Myocardial blood flow was reduced by L-NAME in a fashion similar to that for cerebral blood flow. Blood flow decreased more in heart than in brain, perhaps because of increased bioavailability. Myocardial blood flow during CPR compared favorably to previous studies in piglets (33, 34) and was sufficient to resuscitate the heart from ventricular fibrillation in the majority of animals. The absence of myocardial hyperemia in L-NAME-treated piglets at 10R is striking, an effect that was totally reversed by L-arginine. In contrast to that in intestine and kidney, myocardial blood flow continued to rise in group 2 animals to equal the blood flow in the other two groups by 60R. NO production or release is reduced significantly after ischemia-reperfusion of the heart (39, 41); thus the effect of NO synthase inhibitors after ischemia-reperfusion may be lessened if lower levels of NO are present.

The effect of L-NAME on myocardial function is difficult to assess on the basis of the measurements made in this study. Calculated systemic vascular resistance increased by 80% after L-NAME with an associated decrease of cardiac output by 31%. However, because of the increase in pulmonary capillary wedge pressure in L-NAME-treated piglets, we conclude that L-NAME has a negative inotropic effect.

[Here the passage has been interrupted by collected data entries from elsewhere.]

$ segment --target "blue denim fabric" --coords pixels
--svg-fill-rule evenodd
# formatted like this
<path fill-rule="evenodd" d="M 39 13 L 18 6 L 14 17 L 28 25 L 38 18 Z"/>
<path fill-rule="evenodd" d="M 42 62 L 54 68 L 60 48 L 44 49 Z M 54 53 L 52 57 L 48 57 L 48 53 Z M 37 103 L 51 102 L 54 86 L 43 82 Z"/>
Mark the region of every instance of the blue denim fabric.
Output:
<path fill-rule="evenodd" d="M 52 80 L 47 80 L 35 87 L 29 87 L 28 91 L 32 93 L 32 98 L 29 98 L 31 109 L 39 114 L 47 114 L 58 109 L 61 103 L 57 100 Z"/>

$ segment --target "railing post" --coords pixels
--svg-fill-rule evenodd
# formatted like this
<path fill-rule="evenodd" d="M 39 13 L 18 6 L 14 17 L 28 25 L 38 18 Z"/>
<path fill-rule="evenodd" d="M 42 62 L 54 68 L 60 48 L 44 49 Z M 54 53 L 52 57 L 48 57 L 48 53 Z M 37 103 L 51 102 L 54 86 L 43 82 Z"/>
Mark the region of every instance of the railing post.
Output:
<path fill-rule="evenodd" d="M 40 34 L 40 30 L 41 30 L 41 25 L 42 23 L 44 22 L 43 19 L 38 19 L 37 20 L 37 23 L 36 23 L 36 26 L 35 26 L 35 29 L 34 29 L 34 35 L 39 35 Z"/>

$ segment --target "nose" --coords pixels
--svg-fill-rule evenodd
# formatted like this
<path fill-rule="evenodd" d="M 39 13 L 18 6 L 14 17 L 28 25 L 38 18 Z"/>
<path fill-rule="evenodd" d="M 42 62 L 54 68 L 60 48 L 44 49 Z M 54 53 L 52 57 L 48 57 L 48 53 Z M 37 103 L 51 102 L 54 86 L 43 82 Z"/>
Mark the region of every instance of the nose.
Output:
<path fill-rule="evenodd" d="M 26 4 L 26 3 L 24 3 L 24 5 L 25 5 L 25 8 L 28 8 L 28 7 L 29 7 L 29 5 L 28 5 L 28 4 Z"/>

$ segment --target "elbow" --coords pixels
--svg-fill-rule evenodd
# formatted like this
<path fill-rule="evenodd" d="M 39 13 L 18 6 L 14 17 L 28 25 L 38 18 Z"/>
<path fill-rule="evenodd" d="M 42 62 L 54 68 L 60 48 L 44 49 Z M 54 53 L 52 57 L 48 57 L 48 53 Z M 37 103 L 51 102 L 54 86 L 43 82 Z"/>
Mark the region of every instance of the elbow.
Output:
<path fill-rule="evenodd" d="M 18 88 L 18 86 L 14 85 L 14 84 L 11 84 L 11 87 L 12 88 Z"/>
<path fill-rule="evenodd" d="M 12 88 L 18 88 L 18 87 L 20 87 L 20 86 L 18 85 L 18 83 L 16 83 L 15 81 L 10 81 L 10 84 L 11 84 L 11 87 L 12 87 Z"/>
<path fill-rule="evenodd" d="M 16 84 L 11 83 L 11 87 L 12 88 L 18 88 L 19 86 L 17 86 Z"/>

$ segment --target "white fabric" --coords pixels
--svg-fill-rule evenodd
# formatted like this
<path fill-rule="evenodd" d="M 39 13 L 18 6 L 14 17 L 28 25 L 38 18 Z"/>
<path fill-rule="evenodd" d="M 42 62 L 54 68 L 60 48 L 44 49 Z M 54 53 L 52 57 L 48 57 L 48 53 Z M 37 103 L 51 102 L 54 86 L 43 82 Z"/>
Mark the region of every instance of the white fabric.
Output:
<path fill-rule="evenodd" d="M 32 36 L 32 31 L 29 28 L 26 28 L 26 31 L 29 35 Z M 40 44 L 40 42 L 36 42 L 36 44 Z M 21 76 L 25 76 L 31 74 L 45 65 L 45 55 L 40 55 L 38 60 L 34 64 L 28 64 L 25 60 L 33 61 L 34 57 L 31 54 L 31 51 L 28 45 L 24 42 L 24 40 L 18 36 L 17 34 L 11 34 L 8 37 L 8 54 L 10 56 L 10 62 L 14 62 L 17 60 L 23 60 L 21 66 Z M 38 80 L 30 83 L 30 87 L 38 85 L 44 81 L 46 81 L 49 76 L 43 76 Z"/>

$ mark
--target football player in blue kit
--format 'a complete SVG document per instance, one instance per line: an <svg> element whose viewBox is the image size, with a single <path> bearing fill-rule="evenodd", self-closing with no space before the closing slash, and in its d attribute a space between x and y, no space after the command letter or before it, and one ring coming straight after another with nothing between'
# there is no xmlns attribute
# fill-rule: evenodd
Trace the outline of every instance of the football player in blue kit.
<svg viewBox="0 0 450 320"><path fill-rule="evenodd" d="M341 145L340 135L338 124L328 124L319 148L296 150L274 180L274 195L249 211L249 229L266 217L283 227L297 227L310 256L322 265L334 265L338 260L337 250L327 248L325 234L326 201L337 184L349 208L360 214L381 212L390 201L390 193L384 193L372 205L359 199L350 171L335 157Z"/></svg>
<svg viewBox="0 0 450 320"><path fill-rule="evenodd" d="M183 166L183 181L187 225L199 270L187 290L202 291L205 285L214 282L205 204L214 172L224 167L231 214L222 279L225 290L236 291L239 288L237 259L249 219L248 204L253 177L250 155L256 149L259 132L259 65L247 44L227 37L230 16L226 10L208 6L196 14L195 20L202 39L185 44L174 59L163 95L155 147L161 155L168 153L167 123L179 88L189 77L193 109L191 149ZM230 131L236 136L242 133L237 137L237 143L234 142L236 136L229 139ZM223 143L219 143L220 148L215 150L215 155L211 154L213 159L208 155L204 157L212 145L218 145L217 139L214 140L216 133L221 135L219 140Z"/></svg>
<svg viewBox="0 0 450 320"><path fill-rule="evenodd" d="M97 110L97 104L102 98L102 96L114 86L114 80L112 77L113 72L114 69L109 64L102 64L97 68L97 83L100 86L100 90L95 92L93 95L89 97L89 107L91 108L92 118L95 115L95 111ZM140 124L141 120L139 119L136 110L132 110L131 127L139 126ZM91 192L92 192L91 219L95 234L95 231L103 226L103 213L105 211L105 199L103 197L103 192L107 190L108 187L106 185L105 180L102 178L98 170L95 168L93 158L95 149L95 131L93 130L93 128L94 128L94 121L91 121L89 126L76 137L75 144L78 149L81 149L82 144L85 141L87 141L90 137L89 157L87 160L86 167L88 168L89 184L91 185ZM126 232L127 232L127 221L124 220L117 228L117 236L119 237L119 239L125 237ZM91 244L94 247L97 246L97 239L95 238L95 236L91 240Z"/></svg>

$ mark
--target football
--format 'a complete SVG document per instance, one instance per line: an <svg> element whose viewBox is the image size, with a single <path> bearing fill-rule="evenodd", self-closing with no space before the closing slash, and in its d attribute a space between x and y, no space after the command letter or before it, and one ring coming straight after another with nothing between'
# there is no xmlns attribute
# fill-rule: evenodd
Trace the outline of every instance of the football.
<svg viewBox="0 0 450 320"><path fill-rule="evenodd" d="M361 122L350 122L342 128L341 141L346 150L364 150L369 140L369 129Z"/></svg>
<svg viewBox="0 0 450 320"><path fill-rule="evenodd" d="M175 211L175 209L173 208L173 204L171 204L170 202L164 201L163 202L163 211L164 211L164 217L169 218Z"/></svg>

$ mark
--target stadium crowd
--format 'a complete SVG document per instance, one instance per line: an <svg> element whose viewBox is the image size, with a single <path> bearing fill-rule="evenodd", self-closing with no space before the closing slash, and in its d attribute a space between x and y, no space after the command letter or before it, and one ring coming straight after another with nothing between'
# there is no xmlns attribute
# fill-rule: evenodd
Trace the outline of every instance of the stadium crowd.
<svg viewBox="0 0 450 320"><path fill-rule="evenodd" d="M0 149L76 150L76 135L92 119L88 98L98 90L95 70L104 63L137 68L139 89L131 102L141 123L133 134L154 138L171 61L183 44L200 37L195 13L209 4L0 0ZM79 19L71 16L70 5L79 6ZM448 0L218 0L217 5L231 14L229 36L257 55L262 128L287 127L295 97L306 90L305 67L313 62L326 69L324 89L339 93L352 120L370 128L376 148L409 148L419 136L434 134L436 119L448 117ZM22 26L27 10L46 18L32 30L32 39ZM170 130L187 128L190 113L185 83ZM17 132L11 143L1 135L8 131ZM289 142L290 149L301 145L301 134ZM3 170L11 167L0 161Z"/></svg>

In conclusion, the use of a nonspecific NO synthase inhibitor, L-NAME, at a relatively low dose, attenuated the hyperemic response in brain and heart after cardiac arrest and CPR. Clinically, this may improve outcome particularly if it results in preservation of BBB function. L-NAME preserved myocardial and cerebral blood flow during CPR and allowed for a high rate of resuscitation after cardiac arrest and CPR. Caution is warranted, however, because of possible adverse effects of NO synthase inhibition on cerebral and myocardial function, blood flow to kidneys and intestine, and cellular metabolism including glycolysis.